インターネットの普及で、こういった障壁が少しだけ緩和された。例えば、図書館の奥深くに秘蔵され、一流研究者の紹介状がないと閲覧できなかった貴重書が、デジタル化され無償で公開される。論文は Open Access 運動や機関レポジトリの発達で、出版から少し待てば閲覧可能なものが増えてきた。シンポジウムの録音や録画を公開してくれる寛大な学会も、ごくわずかではあるが出てきている。とても喜ばしいことだ。

そうはいっても、プロとアマチュアの間には明確な壁がある。

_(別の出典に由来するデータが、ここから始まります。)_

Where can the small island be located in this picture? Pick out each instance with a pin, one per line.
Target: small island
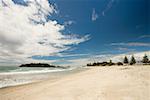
(41, 65)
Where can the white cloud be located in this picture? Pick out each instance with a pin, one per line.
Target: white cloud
(108, 7)
(70, 22)
(25, 31)
(131, 44)
(94, 15)
(106, 57)
(144, 36)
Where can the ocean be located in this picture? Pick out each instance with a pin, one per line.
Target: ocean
(12, 76)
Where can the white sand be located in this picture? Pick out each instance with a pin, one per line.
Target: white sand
(99, 83)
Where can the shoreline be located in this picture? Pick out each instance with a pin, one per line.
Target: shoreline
(12, 80)
(104, 83)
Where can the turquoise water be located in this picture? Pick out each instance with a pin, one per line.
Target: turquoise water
(12, 69)
(11, 76)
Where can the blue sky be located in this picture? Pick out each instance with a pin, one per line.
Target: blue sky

唯一プログラミングだけが、過去の業績もコネも経歴も関係なく、作品だけで勝負できる世界なのかもしれない。科学ソフトウェアがオープンソースなプロジェクトとして開発されていれば、たとえ開発チームの一員でなくとも、博士号を持っていなくとも、自分のパッチが本当に有用なものなら採択してもらえる。メーリングリストで本職と議論することができる。実際、私の開発している分子ビューアは、私がアマチュアとしてオープンソースで開発を始めたものだが、Protein Data Bank という最大手のデータベースのモバイル向け公式アプリケーションに採用されている。他にも、いくつかのアカデミックなプロジェクトに使われている。最上の喜びである。

自分は生きている間に、二度とロータリー・エバポレータを回すことはないだろう。エバポレータからナスフラスコを取り外し、真空ラインに接続してさらに減圧する。コツンとナスフラスコに刺激を与えると、さっと真っ白に結晶化する化合物。あの快感を味わうことはもうない。スパコンでコードを実行することもないだろう。放射光施設で実験をすることもできない可能性が高い。だが、何らかの形で、最先端で何が行われているかを知りたいのだ。最先端にいる人と会話したいのだ……

注意: 読者は「お前は プロなりの責任とか苦労から逃れるためにプロにならない と宣言し、それでいながら、アマチュアでは物足りないと言うのか。なんという自分勝手だ」と批判するであろう。この矛盾は自覚している。それらについてもいずれ書きたい。

注意: 賢明な読者は、私の憧れが実は新しいことを自力で発見するという「研究」ではなくて、スパコンを使ってみたい・フラスコで何か反応させてみたいといった「操作」や、最先端で行われていることを「知る」ことであるのに気づかれただろう。これをもっと早く自覚できなかったのが、最大の間違いだったのである。